Yes I do have some assembly code before calling the main C code. I can break it wherever I want, not a problem.
I can go as far as the moment before calling Shell.Initialize(); then it crashes and reboots.
The thing is, no shell code -> everything works perfectly fine, paging works like a charm.
I will try to acquire some additional IDT info and those other things.
OS: Basic OS
About: 32 Bit Monolithic Kernel Written in C++ and Assembly, Custom FAT 32 Bootloader
LtG
Member
Member
Posts: 384
Joined: Thu Aug 13, 2015 4:57 pm

Re: Undefined Array Triple Fault

Post by LtG »

I don't have much time now, I'll take a look at those later..

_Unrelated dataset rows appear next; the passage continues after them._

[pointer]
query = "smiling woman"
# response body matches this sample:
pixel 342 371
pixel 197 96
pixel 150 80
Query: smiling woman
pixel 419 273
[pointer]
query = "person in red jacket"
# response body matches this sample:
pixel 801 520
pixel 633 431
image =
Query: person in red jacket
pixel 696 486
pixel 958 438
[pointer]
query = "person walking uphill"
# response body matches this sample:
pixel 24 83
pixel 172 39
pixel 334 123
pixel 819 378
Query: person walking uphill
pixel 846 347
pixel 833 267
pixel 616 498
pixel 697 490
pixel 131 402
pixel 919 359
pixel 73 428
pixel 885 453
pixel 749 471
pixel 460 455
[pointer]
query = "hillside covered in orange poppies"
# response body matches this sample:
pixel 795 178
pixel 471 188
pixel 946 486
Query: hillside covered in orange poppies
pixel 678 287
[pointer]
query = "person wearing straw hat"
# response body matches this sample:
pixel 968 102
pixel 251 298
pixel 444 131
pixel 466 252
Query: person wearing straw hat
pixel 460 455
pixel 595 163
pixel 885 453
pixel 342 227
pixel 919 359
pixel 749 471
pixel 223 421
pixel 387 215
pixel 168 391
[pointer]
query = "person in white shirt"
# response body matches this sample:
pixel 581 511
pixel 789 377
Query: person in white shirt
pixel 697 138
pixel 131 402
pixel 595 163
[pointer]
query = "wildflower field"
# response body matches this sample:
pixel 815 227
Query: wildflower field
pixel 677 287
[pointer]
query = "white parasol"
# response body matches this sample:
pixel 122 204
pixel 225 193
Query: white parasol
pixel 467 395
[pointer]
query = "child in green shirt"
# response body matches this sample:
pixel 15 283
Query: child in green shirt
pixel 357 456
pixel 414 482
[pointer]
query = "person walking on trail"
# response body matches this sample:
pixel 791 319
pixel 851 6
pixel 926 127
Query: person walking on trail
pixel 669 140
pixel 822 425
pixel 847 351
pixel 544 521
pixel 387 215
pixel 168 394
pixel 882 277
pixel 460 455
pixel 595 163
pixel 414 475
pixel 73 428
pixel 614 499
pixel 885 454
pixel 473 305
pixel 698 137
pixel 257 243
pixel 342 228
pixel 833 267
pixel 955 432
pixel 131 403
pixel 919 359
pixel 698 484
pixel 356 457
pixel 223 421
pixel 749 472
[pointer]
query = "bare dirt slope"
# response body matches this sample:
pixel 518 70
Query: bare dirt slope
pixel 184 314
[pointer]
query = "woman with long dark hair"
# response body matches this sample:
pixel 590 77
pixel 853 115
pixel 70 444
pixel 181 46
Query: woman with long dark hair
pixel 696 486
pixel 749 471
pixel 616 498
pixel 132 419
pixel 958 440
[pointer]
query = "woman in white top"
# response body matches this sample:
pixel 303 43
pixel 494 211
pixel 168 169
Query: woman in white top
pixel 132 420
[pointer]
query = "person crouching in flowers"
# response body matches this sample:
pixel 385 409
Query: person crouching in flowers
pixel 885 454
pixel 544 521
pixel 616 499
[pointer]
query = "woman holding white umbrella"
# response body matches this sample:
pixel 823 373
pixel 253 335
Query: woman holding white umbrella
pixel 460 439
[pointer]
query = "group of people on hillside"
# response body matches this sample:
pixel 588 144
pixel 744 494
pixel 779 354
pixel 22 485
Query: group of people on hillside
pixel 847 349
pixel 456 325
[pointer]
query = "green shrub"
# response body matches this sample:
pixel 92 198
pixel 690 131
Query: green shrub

You can breakpoint just prior to Shell.Initialize(), then check CR3 (and relevant paging structures) as well as IDTR (and where that virtual address points, to see that your IDT is in fact valid), and then single step until the triple-fault.

I would probably start with the break-point in gdb set to Shell.Initialize(), single step until triple-fault so I'd know exactly what assembly instruction causes the triple-fault, and then do the same again but stop just prior to that last instruction and check the CR3, IDTR and paging structures. At this point they have to be wrong or it's that last instruction that makes them wrong. And from there it should be relatively simple to back trace to find the code that does the wrong thing.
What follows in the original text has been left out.